Rare cosmic dust found in the snow of the Antarctic
Scientists studying freshly fallen snow in Antarctica have uncovered a rare isotope of iron in the interstellar dust hidden inside it, suggesting the dust showed up recently.
This discovery could give us crucial information about the history of stellar explosions in our galactic neighbourhood.
We know that cosmic dust is drifting down to Earth all the time, tiny bits of debris from the rough and tumble of star and planet formation, sometimes billions of years old.
Antarctica is a great place to look for such dust, because it’s one of the most unspoilt regions on Earth, making it easier to find isotopes that didn’t originate on our own planet.
In this case, the isotope that researchers have pinpointed is the rare 60Fe (or iron-60), one of many radioactive variants of iron.

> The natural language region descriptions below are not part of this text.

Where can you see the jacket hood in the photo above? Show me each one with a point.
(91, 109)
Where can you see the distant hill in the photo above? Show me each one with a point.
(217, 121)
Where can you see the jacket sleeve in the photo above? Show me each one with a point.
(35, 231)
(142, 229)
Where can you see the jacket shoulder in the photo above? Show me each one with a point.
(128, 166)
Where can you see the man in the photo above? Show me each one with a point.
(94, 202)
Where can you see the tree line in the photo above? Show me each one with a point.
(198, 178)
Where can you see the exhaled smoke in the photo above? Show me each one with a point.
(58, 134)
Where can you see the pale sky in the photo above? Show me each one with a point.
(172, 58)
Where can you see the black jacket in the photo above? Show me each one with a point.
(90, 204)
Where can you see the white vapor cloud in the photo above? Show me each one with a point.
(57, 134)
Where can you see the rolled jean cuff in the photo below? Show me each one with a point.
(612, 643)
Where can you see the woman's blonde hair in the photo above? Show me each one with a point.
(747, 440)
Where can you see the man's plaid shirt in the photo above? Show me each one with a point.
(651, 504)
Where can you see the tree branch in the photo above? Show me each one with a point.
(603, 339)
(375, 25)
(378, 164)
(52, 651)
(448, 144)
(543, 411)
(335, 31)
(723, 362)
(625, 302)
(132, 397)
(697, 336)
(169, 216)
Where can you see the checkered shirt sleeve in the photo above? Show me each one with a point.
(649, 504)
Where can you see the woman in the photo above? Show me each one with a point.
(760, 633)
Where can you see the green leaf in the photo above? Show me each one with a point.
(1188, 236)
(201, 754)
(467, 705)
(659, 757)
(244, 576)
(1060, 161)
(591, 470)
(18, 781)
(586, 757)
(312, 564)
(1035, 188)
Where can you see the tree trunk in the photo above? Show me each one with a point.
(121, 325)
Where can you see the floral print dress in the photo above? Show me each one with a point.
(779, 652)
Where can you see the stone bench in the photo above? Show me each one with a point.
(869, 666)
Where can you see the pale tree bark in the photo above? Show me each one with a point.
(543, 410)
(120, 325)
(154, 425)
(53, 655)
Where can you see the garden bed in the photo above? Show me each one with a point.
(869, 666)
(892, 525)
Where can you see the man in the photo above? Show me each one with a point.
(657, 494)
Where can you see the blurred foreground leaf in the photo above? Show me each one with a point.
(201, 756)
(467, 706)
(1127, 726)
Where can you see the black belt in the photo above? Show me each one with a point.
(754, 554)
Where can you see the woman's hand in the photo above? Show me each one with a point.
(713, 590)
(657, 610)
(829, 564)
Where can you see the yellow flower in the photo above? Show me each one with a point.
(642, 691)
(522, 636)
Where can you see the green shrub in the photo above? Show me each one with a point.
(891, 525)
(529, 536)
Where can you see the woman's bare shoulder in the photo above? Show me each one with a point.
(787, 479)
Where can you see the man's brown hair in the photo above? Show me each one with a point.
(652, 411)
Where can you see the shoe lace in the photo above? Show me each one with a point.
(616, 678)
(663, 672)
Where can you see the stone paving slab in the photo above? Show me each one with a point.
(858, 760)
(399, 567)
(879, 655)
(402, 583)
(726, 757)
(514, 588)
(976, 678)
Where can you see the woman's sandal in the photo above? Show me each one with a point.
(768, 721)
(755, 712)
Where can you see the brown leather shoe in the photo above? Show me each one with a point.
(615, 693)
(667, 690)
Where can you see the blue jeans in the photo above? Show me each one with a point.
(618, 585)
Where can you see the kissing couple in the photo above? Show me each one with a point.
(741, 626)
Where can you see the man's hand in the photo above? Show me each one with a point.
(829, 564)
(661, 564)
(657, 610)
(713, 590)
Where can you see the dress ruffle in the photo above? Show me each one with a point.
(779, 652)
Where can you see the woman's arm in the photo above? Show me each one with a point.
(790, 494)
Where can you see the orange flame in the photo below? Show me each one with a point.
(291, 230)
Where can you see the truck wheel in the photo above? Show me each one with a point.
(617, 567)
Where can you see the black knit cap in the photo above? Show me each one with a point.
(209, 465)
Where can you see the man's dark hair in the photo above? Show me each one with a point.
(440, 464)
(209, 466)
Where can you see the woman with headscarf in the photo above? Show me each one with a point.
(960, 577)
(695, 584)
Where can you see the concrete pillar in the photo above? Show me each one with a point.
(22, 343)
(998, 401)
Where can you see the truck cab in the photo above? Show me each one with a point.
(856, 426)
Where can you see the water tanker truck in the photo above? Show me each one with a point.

Previously, the presence of this iron in deep-sea sediment and fossilised remains of bacteria has suggested one or more supernovae exploded in Earth’s vicinity between 3.2 and 1.7 million years ago.
The new study marks the first time interstellar iron-60 has been detected in recent Antarctic snow – the dust would have fallen from the skies within the last 20 years, the researchers say.
“I was personally very surprised, because it was only a hypothesis that there might be iron-60 and it was even more uncertain that the signal is strong enough to be detected,” nuclear physicist Dominik Koll from Australian National University told ScienceAlert.